U.S. Reportedly to Drop Case Against General Dynamics
The Justice Department has closed a three-year investigation of General Dynamics after finding insufficient evidence that the company defrauded the government in building nuclear attack submarines, according to federal law enforcement sources.
Department officials will emphasize that while there was some evidence that General Dynamics may have falsified information about submarine delivery schedules and cost overruns, the Navy did not rely on this questionable data. Prosecutors lacked an identifiable “victim” on which to base a fraud case, the officials say, because the Navy acquiesced in the firm’s actions.

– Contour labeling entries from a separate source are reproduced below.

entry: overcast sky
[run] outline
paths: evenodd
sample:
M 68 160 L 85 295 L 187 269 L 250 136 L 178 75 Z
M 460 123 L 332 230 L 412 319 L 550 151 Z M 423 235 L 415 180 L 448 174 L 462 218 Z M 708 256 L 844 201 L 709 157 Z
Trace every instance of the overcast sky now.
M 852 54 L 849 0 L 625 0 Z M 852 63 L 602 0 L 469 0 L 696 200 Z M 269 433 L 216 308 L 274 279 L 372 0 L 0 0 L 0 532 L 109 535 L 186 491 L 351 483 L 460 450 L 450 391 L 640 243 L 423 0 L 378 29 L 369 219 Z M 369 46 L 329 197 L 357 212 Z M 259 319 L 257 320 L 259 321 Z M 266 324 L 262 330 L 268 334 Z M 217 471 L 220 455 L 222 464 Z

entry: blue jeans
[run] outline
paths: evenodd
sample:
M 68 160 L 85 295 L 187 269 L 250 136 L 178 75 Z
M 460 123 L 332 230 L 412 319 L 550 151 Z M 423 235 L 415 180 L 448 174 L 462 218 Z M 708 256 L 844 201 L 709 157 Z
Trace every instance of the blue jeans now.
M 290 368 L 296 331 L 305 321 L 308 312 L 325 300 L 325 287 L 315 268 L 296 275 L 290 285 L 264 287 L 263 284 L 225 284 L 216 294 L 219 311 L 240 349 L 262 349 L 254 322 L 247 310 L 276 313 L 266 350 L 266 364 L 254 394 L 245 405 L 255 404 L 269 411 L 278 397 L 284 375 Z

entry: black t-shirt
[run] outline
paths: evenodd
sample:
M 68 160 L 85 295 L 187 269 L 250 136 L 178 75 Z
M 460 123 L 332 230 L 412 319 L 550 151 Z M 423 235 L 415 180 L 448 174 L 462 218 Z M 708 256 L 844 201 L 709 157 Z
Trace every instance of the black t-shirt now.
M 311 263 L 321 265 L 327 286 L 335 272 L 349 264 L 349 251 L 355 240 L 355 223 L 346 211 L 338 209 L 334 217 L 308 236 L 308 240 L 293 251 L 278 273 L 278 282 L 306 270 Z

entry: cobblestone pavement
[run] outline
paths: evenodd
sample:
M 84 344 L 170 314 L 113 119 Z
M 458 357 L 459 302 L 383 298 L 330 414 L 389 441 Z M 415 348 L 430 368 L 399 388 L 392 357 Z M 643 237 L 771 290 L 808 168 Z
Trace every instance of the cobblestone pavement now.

The deterrent effect of prosecuting the nation’s largest defense contractor and its top officers, including former Chairman David S. Lewis, would have been substantial, officials said. But they added that the case was too complex to meet the department’s standard that charges must be likely to result in conviction.
The decision, expected to be announced this week, marks the second time that the department has declined to prosecute the St. Louis-based company, which received $8 billion in military contracts last year. A three-year probe of the submarine cost overruns was closed in 1981 but reopened in 1984 after new allegations by P. Takis Veliotis, former head of the company’s Electric Boat division in Groton, Conn.
Veliotis, who is a fugitive in Greece on charges of splitting $2.7 million in kickbacks from General Dynamics suppliers, refused to testify against the company unless prosecutors dropped the kickback case. The Justice Department refused, in part because of concern that Veliotis would not be a credible witness under such circumstances and that tapes of his secretly recorded conversations with Lewis and other company executives therefore would be of little value.
In a last-ditch attempt to salvage the case, prosecutors recently granted immunity to Gorden E. MacDonald, who was involved in the submarine dispute as General Dynamics’ former chief financial officer. An Electric Boat vice president, Arthur M. Barton, also was given immunity. But their testimony proved insufficient to warrant an indictment.
General Dynamics has consistently denied any wrongdoing on the submarine contracts, which have been the subject of several congressional inquiries.
Prosecutors have long expressed doubts about the complex case, which one official called “a nightmare.”
Veliotis alleged that General Dynamics deliberately underbid a Navy contract to build 18 Los Angeles-class submarines in the 1970s. He also alleged that a 1978 settlement with the Navy on cost overruns, which brought the company $639 million, was based on fraudulent claims.
Prosecutors questioned, among other things, whether the company gave a false estimate for delivery of Trident submarines in 1977 and whether it later provided false cost-overrun data on Los Angeles-class submarines to Congress, the Navy and the Securities and Exchange Commission. But sources said investigators found no clear proof of criminal intent by General Dynamics, such as destruction of documents or maintaining two sets of books.